1956年の日ソ共同宣言から60年。節目の年となる今年、12月に山口県で安倍晋三首相がロシアのプーチン大統領と会談することで、北方領土返還への期待が高まっている。返還は本当にあるのか。
メディアは盛んに特集を組む。テレビ番組『クローズアップ現代プラス 急接近!日本とロシア交渉の内幕に迫る』(NHK/9月14日放送)は「極秘文書を入手した」としていたが日本側の経済協力の内容ばかり、ロシアからの島の返還については言及されなかった。
また、9月16日放送の『プライムニュース』(BSフジ)の特集では、ゲストの袴田茂樹新潟県立大学政策研究センター教授は、返還に否定的な見方を示した。支持率が低迷していたプーチン大統領はクリミア併合で領土を拡大して「強いロシア」を打ち出し、一挙に支持が高めたため、領土を失うようなことをするはずがないとの主旨。

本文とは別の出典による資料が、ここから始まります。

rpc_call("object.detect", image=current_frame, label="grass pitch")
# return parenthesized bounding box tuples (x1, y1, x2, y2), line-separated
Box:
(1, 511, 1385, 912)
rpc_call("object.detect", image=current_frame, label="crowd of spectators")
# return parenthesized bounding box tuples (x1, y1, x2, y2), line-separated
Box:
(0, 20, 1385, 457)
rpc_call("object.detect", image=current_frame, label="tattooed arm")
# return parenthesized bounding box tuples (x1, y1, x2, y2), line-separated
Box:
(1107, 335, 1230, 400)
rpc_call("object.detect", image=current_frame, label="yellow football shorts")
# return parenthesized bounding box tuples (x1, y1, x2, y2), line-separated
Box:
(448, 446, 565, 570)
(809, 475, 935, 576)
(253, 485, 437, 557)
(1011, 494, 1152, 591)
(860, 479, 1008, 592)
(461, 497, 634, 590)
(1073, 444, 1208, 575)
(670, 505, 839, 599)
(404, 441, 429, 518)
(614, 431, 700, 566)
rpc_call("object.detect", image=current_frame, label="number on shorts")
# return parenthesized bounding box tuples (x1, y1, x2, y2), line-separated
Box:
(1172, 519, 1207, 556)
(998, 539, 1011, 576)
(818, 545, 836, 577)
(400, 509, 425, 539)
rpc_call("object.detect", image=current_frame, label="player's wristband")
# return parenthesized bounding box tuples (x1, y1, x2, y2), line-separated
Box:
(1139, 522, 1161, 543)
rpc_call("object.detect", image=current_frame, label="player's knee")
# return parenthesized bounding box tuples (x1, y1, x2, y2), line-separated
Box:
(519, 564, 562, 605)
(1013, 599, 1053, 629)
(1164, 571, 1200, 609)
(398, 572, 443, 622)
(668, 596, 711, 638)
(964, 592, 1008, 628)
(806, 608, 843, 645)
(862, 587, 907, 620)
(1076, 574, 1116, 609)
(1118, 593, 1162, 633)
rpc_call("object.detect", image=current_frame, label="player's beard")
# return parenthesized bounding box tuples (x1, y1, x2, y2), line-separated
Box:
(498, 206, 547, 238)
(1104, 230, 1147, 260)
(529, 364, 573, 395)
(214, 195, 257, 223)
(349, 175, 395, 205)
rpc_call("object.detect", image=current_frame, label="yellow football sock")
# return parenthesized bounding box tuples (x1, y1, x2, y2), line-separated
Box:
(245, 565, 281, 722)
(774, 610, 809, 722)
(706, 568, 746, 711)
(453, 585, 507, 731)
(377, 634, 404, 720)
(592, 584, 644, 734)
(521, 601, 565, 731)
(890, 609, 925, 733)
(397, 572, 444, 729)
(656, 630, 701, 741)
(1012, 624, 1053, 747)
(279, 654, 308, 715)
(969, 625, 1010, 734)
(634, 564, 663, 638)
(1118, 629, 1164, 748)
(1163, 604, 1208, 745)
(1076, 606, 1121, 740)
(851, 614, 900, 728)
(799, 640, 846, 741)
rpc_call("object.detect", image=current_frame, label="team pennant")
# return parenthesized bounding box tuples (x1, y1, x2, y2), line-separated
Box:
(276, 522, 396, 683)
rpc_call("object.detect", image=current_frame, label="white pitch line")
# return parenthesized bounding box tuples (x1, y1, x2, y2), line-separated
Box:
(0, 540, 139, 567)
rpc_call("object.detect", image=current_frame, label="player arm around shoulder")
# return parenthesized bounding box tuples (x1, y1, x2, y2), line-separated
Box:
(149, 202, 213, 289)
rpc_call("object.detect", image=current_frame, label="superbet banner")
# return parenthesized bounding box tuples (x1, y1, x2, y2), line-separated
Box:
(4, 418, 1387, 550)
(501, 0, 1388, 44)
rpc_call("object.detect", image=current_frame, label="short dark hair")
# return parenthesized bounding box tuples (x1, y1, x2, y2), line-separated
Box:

筆者も同感であるが、袴田氏の対談相手だった飯島勲内閣官房参与は妙に楽観的で「日本の帰属を認めた上、しばらく実効支配はロシアということも考えられる」などとし、「沖縄だって返還された」と話した。だが、米国軍が軍事基地として駐留し戦後四半世紀を経て返還された沖縄と、70年以上もロシアの一般住民が住み続ける北方領土とでは、まるで違う。島が故郷のロシア住民を追い出せば、プーチン氏は大統領の椅子から滑り落ちる可能性もある。
9日1日付朝日新聞は、北方四島のひとつである色丹島の現状を報じる特集を組んだ。よく読むと、「現地に入った朝日新聞ウラジオストク支局の助手の情報を元に」とある。助手はロシア人だろう。日本人記者は現地に入っていないと推察される。ロシア側のビザを取って島に入ると、「日本固有の領土を外国と認めることになる」と外務省から睨まれるのだ。
マスコミの現地取材は進まず
戦後、北方領土に最初に足を踏み入れたマスコミは北海道新聞の記者である。ビザを取っていた。90年元日の新聞で「世紀の特ダネ」として報じ、同紙は外務省記者クラブの出入り禁止処分となったが、情報筋によると、実は当時外務省欧亜局のソ連課長だった東郷和彦氏が同紙の潜入に助力していたといわれている。
道新の快挙は92年に始まった「ビザなし交流」の直前である。その頃、ピースボートなども現地入りした。しかし2009年に札幌テレビ(STV)がビザで択捉島に入ると、外務省や北海道知事が抗議を申し入れ、同社は謝罪した。